初主演作となる映画『二重生活』(6月25日公開)では、研究のために見ず知らずの男性・石坂(長谷川博己)を尾行する大学院生・白石珠を演じるが、この非日常的なシチュエーションにおいて、役者・門脇麦は監督の目にどう映ったのか。

岸善幸監督(右)
1986年、テレビマンユニオンに参加以降、数々のドキュメンタリー番組を手がける。演出の他プロデュースでも、多くの優れた映像作品を生み出す。綿密な取材に基づいた構成、演出には定評があり、各局から指名を受ける数少ないディレクターである。NHK「少女たちの日記帳 ヒロシマ 昭和20年4月6日~8月6日」は放送後に多くの反響を呼び、サンダンス映画祭ではノミネートこそ逃すものの国内外の選考委員に高く評価された。2012年元旦から放送されたNHK大型ドキュメンタリードラマ「開拓者たち」(全4話)や東日本大震災被災地でロケを敢行した「ラジオ」など、ドキュメンタリーで培った独自の演出方法は、俳優陣からも絶大な信頼を得ている。

門脇麦の印象

現場でも、オフの時は本当に普通の人なんですよ。でもカメラを前にするとトップギアに入る人で、今まで会った俳優さん、女優さんの中でもギャップが大きい方だと思います。今回の現場ではベッドシーンもあったんですが、僕が濡れ場を撮影するのが初めてだったので、門脇さんのいつもと変わらぬ雰囲気に逆にほぐしてもらいました。ただ、現場では普通にしているように見えますが、おそらく心の中では演技について熟考しているんだと思います。頼れる女優です。

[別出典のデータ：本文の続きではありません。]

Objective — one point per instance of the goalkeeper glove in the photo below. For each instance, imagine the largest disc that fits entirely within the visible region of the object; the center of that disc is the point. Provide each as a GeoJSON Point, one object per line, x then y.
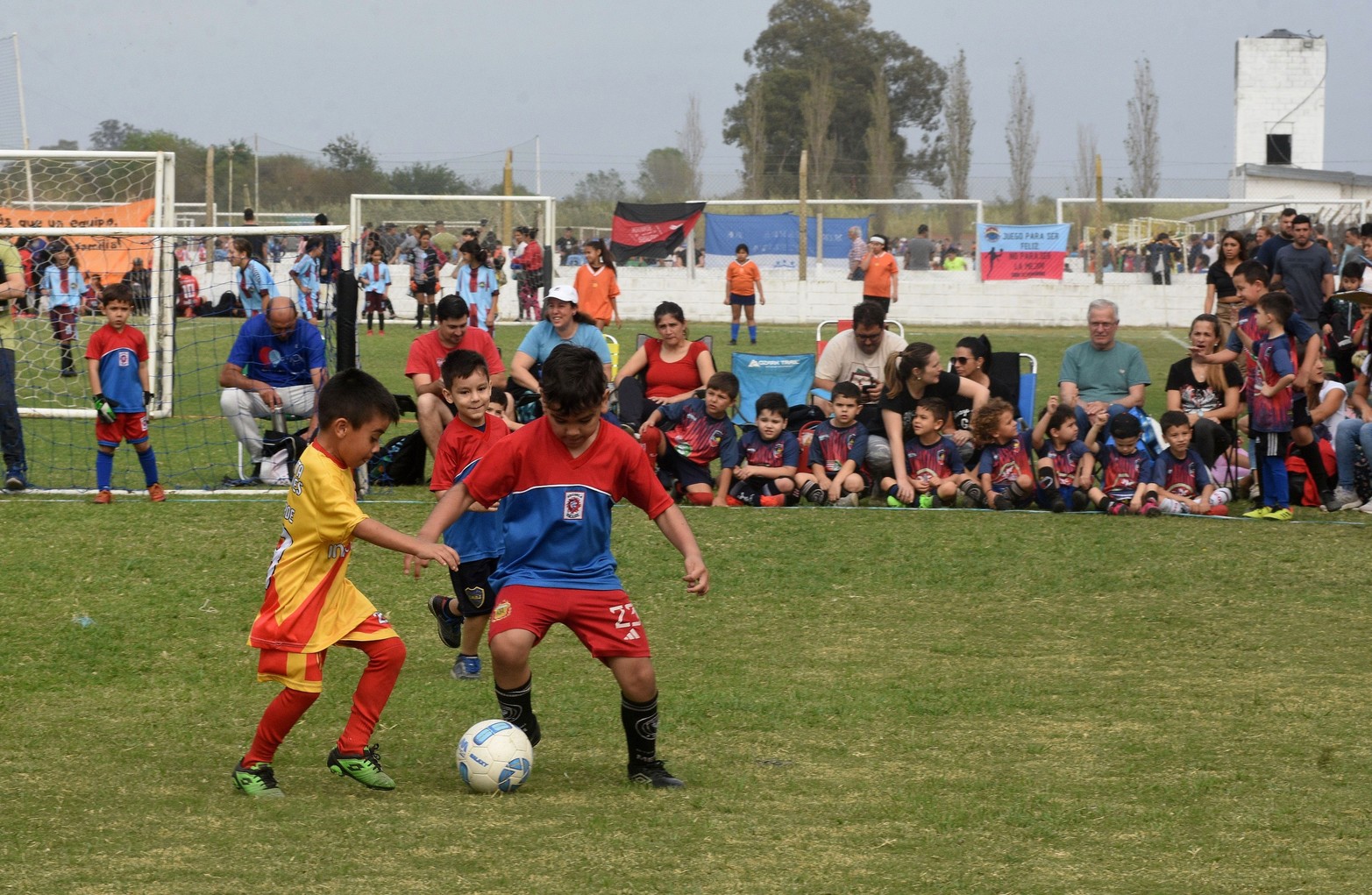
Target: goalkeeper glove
{"type": "Point", "coordinates": [103, 408]}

門脇さんは台本を読む力、つまり読解力が優れた役者さんなんだと思います。今回出ていただいた俳優さんたちは、演じていないと死んじゃう人たちだと思いますが、門脇さんはそれが抜きんでている(笑)。俳優になるべくしてなったような、気質や能力を備え持っている人だと思います。それが、"実力派俳優"という表現になるのかもしれないですね。

撮影現場の様子

今回は 哲学を学ぶ大学院生という設定で、実際に院に通ってる方に取材もしました。門脇さんは、哲学を学ぶ学生に対して世捨て人みたいなイメージを持っていたらしいのですが、実際に会ってみるといたって普通だということに納得し、ようやく自分が演じる珠の内面をどう捉えるかにシフトできたみたいです。尾行をする哲学科の学生という突飛な設定にとらわれなくなったのだと思います。

元々勘は鋭い役者さんだと思うのですが、難しい役どころだと本人も分かっていて。取材をしたおかげで、台本にあるキャラクターに、正面から向き合えたんじゃないでしょうか。

映画『二重生活』おすすめシーン

菅田将暉さん演じる卓也との同棲シーンで見せる、もどかしさをぜひ観ていただきたいです。自分の内面に抱えているものを自分でも捕まえきれず、大切な人に伝えられないでいるもどかしさが、すごく痛々しくて。本人は演じていて苦しかったと言っていましたけど、門脇麦じゃないと出せない切なさだったと思います。

■作品紹介
映画『二重生活』
大学院で哲学を学ぶ珠(門脇麦)は、修士論文の準備を進めていた。担当の篠原教授(リリー・フランキー)は、ひとりの対象を追いかけて生活や行動を記録する"哲学的尾行"の実践を持ちかける。同棲中の彼(菅田将暉)にも相談できず、尾行に対して迷いを感じる珠は、ある日、資料を探しに立ち寄った書店で、マンションの隣の一軒家に美しい妻と娘とともに住む石坂(長谷川博己)の姿を目にする。作家のサイン会に立ち会っている編集者の石坂がその場を去ると、後を追うように店を出る珠。こうして珠の「尾行する日々」が始まった。6月25日公開。